Das letzte Los, die Nummer 187, sollte offensichtlich einen kräftigen Schlusspunkt setzen – eine nur sieben mal 5,6 Zentimeter große, unregelmäßig beschnittene Tuscheskizze von Raffael. Sie zeigt den leicht geneigten, nachdenklich scheinenden Lockenkopf eines jungen Mannes fast im Profil. Raffael-Experte Paul Joannides, der die Echtheit bestätigte, datiert das Blatt auf 1507.

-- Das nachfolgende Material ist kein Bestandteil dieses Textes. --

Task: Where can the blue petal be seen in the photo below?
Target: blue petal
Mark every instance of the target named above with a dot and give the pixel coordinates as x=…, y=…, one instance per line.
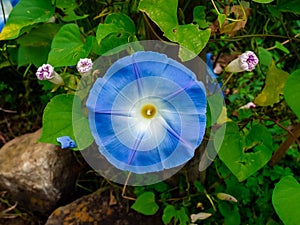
x=170, y=139
x=7, y=9
x=66, y=142
x=14, y=2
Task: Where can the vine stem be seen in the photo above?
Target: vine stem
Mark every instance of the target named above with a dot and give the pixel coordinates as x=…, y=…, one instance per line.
x=283, y=43
x=124, y=189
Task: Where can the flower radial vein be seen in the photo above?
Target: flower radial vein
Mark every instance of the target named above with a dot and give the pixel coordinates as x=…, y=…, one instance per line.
x=147, y=113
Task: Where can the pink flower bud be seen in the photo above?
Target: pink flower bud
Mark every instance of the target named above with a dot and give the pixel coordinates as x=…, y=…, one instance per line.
x=249, y=105
x=245, y=62
x=46, y=72
x=84, y=66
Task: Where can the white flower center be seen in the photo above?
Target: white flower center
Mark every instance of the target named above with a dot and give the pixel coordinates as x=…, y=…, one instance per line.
x=148, y=111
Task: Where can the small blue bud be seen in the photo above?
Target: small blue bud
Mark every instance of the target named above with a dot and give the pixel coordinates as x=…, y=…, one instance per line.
x=66, y=142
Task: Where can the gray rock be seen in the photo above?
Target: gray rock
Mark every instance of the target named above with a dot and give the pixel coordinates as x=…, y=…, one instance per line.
x=36, y=175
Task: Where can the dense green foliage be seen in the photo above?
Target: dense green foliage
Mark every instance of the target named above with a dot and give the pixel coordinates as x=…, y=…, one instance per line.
x=258, y=161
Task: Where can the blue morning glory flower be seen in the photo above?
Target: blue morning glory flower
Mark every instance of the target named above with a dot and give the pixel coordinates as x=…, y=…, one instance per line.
x=66, y=142
x=147, y=113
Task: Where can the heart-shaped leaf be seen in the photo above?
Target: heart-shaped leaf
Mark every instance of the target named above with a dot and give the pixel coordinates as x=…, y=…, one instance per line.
x=146, y=204
x=291, y=92
x=286, y=200
x=275, y=81
x=164, y=14
x=26, y=13
x=67, y=47
x=63, y=116
x=243, y=155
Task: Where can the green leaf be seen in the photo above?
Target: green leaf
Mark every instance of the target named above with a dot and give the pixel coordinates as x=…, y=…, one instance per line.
x=291, y=92
x=70, y=15
x=243, y=155
x=63, y=116
x=193, y=45
x=275, y=81
x=230, y=212
x=115, y=23
x=26, y=13
x=35, y=46
x=200, y=16
x=164, y=14
x=113, y=43
x=221, y=19
x=280, y=46
x=183, y=217
x=170, y=212
x=146, y=204
x=263, y=1
x=214, y=108
x=67, y=47
x=292, y=6
x=66, y=4
x=286, y=200
x=118, y=30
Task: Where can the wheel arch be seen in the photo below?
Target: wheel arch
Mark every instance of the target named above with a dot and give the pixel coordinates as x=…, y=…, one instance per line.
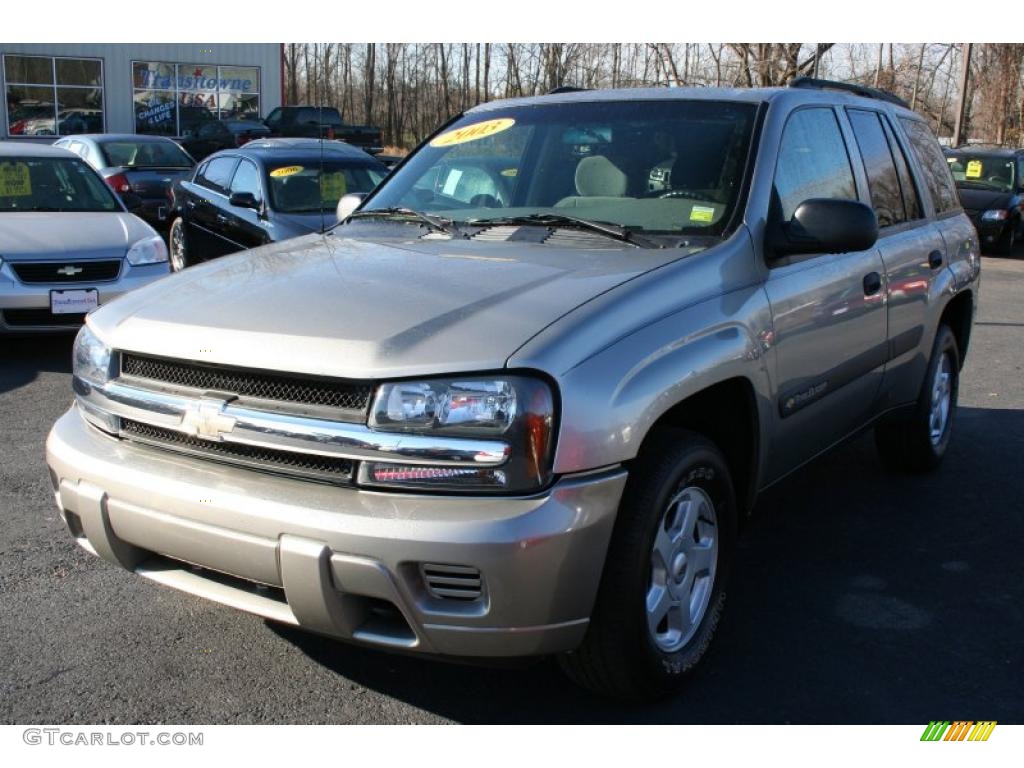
x=726, y=413
x=958, y=315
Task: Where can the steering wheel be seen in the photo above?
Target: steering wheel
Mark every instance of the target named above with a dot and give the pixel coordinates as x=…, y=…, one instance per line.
x=485, y=201
x=690, y=194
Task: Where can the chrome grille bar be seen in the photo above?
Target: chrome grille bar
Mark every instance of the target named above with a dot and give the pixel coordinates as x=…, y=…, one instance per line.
x=214, y=417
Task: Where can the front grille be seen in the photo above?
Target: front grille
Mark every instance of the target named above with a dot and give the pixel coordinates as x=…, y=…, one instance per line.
x=327, y=469
x=28, y=317
x=352, y=396
x=68, y=271
x=452, y=582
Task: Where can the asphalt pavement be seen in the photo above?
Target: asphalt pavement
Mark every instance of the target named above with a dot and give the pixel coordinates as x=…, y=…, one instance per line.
x=858, y=596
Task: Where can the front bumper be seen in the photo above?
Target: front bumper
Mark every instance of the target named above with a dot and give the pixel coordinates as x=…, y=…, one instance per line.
x=15, y=296
x=339, y=561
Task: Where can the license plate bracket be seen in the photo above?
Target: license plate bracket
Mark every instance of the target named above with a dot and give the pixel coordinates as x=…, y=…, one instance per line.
x=74, y=300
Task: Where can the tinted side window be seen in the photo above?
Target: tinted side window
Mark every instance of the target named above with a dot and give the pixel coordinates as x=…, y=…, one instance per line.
x=812, y=161
x=933, y=165
x=217, y=173
x=882, y=179
x=247, y=179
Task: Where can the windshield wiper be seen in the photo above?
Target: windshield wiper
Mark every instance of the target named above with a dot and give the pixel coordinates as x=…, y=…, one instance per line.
x=557, y=219
x=436, y=222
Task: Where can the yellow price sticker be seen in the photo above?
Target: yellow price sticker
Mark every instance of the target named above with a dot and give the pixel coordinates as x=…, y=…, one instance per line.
x=14, y=180
x=333, y=186
x=288, y=170
x=702, y=214
x=473, y=132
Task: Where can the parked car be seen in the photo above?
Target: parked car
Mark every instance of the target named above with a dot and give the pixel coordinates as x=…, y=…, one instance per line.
x=68, y=121
x=458, y=428
x=140, y=169
x=265, y=192
x=990, y=184
x=67, y=242
x=222, y=134
x=322, y=122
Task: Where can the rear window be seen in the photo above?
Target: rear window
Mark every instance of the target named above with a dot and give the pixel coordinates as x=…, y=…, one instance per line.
x=933, y=165
x=979, y=171
x=326, y=116
x=303, y=188
x=52, y=184
x=145, y=154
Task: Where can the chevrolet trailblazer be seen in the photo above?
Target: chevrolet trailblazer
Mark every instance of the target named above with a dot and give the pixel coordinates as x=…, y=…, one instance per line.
x=522, y=398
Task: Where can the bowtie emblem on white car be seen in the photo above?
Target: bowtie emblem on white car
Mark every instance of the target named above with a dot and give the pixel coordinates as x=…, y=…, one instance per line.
x=206, y=419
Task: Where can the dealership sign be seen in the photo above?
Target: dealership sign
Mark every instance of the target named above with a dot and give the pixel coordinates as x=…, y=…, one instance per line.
x=154, y=80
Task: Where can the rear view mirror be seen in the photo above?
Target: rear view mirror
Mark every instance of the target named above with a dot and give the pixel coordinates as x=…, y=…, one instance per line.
x=243, y=200
x=825, y=225
x=132, y=202
x=348, y=204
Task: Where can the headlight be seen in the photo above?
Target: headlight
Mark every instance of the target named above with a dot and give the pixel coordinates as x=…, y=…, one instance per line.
x=91, y=358
x=516, y=410
x=998, y=215
x=148, y=251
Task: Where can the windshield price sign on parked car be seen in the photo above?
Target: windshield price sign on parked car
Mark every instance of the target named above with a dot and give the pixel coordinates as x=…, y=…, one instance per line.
x=14, y=180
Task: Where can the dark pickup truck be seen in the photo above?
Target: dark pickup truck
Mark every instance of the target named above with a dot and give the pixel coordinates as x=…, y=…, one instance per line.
x=322, y=122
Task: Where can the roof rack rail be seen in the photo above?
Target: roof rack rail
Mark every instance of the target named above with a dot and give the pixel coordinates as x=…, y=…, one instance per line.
x=860, y=90
x=566, y=89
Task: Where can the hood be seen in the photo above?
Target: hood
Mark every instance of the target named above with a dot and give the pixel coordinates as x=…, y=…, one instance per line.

Auch hier sah es zunächst wieder so aus, als würde das Werk liegen bleiben. Nachdem sich der Auktionator schon beim Publikum bedankt hatte, tröpfelten aber doch noch Gebote ein und kämpften sich halbwegs zum unteren Schätzwert von 120.000 Euro vor; letztlich erzielte die kleine Papierarbeit 149.500 Euro.

In Summe kamen nur acht Lose in den sechsstelligen Bereich – ein Tiefstand, verglichen mit den großen Altmeister-Auktionen des Dorotheums in den vergangenen Jahren. Die Verkaufsquote lag bei rund der Hälfte, der Gesamtumsatz bei 5,32 Millionen Euro. Angesichts der gegenwärtig nicht ganz einfachen Marktsituation kann sich dieses Ergebnis aber dennoch sehen lassen, das allerdings auch der für Dorotheum-Auktionen in der Altmeister-Sparte überdurchschnittlich hohen Loszahl zu verdanken ist.